Prices in the Los Angeles metropolitan area, which includes Glendale and Burbank, rose a seasonally adjusted 1% between October and November, according to the Standard & Poor’s/Case-Shiller home price index.

That report came a day after the National Assn. of Realtors announced that existing-home sale prices nationwide grew 4.9% between 2008 and 2009, but total sales during that period fell 16.7%.

The mixed data reflect continued uncertainty in the economy and real estate prices, experts and agents said.

Homeowners have held their properties out of the market over the last year, delaying potential sales and limiting the selection for buyers in hopes that prices stabilize and rise, experts and real estate agents said.

That has left a competitive market for buyers hoping to take advantage of historic drops in real estate prices, which has helped drive up bids for available properties, said Dan Soderstrom, an agent for Dilbeck Realtors in Burbank.

“It’s supply and demand,” Soderstrom said. “In terms of the Burbank market, what’s causing prices to go up, albeit slightly in my opinion, is just not a lot of product on the market.”

Although the phenomenon has resulted in home price increases over a series of months, the recent change locally was not substantial, said Paul Habibi, professor of real estate at the UCLA Anderson School of Management.

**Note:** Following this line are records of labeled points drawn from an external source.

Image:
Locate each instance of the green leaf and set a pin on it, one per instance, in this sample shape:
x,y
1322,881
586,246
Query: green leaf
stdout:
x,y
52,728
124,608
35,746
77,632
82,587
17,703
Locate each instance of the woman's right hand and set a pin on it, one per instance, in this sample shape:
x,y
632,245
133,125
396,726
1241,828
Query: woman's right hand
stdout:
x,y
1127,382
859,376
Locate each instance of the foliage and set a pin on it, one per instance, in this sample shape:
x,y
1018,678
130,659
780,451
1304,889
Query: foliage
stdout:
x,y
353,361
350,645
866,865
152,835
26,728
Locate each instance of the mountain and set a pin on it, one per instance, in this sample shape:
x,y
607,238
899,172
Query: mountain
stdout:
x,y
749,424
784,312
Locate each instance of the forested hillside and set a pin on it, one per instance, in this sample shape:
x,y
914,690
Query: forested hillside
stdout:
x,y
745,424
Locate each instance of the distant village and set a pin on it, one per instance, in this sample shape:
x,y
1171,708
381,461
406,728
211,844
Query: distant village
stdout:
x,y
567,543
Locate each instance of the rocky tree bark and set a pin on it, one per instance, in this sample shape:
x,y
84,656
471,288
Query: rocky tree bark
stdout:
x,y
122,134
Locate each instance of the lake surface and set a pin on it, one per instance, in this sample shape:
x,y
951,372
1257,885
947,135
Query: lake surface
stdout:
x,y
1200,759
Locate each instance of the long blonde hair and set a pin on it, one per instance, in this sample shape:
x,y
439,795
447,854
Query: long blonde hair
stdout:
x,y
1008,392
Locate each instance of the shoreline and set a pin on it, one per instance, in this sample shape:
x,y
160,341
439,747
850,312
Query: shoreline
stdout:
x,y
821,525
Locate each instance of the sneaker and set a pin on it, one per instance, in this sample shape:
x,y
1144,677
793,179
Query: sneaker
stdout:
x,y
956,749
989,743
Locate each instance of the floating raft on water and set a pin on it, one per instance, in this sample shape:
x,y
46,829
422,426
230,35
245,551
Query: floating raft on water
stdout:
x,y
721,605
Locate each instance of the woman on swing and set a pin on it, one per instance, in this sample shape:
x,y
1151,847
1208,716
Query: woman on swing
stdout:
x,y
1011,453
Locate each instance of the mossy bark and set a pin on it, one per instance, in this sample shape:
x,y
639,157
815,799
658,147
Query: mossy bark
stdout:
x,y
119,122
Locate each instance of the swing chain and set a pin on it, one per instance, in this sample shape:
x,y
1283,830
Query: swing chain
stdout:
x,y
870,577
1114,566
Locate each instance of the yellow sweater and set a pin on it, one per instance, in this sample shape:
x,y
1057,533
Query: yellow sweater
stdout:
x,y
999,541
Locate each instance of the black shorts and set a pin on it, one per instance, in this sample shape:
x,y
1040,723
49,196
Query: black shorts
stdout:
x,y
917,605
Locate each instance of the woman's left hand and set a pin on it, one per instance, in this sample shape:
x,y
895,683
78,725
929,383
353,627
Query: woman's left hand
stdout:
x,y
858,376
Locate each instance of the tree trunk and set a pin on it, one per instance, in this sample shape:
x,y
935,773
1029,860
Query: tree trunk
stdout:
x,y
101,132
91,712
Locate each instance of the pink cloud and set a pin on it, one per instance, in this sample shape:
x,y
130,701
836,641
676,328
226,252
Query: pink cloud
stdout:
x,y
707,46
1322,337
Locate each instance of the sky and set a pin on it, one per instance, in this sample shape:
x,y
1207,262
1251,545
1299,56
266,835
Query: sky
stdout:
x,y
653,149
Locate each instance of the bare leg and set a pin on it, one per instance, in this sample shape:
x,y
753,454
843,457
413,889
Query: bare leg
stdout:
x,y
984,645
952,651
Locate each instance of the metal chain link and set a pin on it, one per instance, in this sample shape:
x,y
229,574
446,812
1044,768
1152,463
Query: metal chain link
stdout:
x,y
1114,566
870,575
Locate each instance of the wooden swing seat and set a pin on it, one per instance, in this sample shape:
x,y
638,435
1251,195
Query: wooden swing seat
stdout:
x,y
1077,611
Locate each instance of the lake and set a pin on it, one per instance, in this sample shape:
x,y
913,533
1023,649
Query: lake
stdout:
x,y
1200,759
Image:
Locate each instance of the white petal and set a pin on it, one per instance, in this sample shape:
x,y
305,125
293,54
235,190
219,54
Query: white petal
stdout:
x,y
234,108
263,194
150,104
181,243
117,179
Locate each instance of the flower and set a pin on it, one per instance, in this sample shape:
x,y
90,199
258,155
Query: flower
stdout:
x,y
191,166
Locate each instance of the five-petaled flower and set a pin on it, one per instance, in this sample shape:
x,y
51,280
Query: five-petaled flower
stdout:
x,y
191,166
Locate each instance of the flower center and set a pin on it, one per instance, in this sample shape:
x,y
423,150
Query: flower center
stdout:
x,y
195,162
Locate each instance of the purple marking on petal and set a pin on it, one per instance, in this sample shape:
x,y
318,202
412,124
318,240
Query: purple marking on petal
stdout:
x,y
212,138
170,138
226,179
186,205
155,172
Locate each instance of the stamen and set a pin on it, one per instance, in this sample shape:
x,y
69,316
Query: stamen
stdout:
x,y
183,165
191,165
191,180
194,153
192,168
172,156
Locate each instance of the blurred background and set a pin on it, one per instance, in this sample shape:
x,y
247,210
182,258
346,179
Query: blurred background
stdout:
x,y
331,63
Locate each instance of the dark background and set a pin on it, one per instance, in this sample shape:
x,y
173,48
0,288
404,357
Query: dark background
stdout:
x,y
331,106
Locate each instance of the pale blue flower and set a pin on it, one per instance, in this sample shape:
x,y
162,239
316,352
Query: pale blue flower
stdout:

“It’s a pretty anemic rise overall, but it’s a rise nonetheless,” Habibi said of the reported 1% increase in November.

The six-month trend of price growth in Los Angeles could have been caused by an increase in purchasing activity leading up to the anticipated end of a federal home-buyer tax credit, Habibi said.

Demand for homes could have been pulled into the six-month period of reported home price increases, leaving fewer possible buyers in the market, even after Congress extended the tax credit offer until April, Habibi said.

That may leave sales sagging in the coming months as buyers not drawn solely by a tax incentive continue to weigh the nation’s economic progress, said Robert Bridges, professor of real estate finance at the USC Marshall School of Business.

“Job creation and employment are the things that are really going to cause people to buy their homes, stay in their homes, make their mortgage payments and all the things that make a healthy market,” Bridges said.

Without job growth and economic expansion, the home market may suffer as government efforts to prevent further real estate trouble come to a close, experts said.

Federal programs aimed at backing mortgages and keeping interest rates low could be exhausted as soon as March, resulting in a jump in rates, Habibi said.

And the expiration of the federal tax credit for home buyers may take another attractive incentive out of the market, he said.

Additionally, the potential of more foreclosures in the months ahead, even in other parts of the Los Angeles region, could affect area home values, he said.

“There’s a tiered effect to all these markets,” Habibi said. “When one of them shifts, the pool of buyers also shifts with it.”